On Isotropy Groups of Quantum Weyl Algebras and Jordanian Plane

TL;DR

This paper investigates the structure of automorphisms that commute with derivations in quantum Weyl algebras and the Jordanian plane, revealing subgroup classifications and conditions for automorphisms to belong to isotropy groups.

Contribution

It characterizes the isotropy groups of derivations in quantum Weyl algebras and the Jordanian plane, providing new subgroup classifications and criteria for automorphisms.

Findings

Isotropy group in Jordanian plane is generally a subgroup of ry_t.

Necessary and sufficient conditions for automorphisms in isotropy groups.

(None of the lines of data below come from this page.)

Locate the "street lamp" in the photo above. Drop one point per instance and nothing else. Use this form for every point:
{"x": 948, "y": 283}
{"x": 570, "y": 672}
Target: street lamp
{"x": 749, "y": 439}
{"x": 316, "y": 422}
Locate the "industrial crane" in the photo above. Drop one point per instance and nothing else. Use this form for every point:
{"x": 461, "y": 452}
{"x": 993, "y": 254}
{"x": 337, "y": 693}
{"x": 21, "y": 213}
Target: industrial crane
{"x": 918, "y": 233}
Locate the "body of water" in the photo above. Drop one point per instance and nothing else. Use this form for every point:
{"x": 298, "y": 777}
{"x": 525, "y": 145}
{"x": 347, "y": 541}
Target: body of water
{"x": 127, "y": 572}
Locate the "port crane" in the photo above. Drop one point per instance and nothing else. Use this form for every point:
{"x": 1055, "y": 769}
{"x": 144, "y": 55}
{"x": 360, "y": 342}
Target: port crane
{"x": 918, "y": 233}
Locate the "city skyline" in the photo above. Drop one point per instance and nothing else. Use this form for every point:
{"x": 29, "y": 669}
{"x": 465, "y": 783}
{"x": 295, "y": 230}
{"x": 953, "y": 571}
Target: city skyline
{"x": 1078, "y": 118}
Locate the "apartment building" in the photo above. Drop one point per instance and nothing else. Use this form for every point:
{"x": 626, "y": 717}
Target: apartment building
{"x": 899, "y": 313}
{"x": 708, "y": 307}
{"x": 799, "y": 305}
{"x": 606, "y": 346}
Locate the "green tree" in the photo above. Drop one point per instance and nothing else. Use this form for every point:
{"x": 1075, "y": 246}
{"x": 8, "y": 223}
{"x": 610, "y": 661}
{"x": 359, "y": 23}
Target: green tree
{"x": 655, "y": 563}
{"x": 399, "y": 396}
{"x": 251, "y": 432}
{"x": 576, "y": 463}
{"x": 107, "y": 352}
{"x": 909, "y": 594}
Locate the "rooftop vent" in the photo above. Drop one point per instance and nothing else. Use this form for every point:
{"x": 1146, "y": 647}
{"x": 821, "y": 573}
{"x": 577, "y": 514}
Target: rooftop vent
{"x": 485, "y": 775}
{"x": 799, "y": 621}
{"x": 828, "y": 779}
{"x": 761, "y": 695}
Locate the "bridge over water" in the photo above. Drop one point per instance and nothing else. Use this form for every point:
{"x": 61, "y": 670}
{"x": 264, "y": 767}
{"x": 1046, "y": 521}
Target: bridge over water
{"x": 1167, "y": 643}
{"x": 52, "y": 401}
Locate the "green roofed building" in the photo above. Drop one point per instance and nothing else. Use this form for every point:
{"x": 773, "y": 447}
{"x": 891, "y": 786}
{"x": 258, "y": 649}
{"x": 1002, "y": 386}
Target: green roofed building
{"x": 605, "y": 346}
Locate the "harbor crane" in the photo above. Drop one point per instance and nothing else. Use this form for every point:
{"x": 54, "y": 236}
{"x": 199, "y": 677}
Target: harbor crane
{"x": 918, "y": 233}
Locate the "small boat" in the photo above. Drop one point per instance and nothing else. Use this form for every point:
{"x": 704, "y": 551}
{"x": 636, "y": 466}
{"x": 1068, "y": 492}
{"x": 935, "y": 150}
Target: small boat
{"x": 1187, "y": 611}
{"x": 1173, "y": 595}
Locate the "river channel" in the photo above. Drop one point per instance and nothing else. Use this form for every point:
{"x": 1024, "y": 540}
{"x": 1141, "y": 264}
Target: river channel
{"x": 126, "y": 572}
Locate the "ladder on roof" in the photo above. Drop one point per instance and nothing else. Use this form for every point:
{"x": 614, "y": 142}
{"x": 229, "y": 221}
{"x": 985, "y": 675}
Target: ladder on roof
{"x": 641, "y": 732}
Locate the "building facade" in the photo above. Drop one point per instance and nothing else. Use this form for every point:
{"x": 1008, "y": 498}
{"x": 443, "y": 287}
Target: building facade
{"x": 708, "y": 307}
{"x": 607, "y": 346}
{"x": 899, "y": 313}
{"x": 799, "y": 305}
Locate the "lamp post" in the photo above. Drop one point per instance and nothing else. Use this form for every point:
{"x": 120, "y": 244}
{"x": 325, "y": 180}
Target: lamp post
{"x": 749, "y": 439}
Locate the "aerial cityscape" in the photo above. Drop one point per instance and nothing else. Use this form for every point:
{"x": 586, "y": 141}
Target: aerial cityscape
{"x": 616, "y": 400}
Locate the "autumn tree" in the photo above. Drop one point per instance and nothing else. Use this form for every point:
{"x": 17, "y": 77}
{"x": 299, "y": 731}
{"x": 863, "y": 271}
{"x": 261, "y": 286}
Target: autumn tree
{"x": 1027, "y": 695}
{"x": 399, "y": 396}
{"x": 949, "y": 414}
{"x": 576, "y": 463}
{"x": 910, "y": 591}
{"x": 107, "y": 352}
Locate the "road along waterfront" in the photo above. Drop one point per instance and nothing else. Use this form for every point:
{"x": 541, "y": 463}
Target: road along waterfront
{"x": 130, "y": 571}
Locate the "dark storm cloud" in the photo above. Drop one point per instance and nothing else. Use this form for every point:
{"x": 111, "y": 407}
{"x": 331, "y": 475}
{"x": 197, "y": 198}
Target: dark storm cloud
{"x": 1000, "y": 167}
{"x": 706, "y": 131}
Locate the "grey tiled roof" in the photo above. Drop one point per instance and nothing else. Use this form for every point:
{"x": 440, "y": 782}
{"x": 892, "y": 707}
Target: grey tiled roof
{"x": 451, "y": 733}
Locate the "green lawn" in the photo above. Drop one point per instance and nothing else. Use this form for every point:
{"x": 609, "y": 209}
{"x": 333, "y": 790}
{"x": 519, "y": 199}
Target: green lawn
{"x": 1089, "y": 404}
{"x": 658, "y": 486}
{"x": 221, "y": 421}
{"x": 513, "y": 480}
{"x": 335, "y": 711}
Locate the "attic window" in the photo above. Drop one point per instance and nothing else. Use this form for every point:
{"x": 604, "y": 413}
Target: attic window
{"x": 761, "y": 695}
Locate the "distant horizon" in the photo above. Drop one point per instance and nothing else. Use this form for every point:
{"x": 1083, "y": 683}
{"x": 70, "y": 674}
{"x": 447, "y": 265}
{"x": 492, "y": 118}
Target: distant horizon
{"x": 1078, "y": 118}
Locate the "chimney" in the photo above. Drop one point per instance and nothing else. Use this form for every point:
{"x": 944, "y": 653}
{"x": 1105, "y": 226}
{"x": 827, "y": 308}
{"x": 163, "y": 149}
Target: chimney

Characterization of automorphisms commuting with derivations in quantum Weyl algebras.

Abstract

Let $\delta$ be a derivation in a $K$-algebra $R$ and let $Aut_{\delta}(R)$ be the isotropy group with respect to the natural conjugation action of $Aut(R)$ of $K$-automorphisms on the set $Der(R)$ of $K$-derivations: that is, the subgroup of automorphisms that commute with the derivation. We explore the characterization of $Aut_{\delta}(R)$ for quantum Weyl algebras and we prove that in the case of the Jordanian plane, with the inner part defined by a monomial, it is in general a subgroup of $\mathbb{Z}_t$. Furthermore, we obtain a necessary and sufficient condition for an automorphism to be in the isotropy group of any inner derivation in the Jordanian Plane.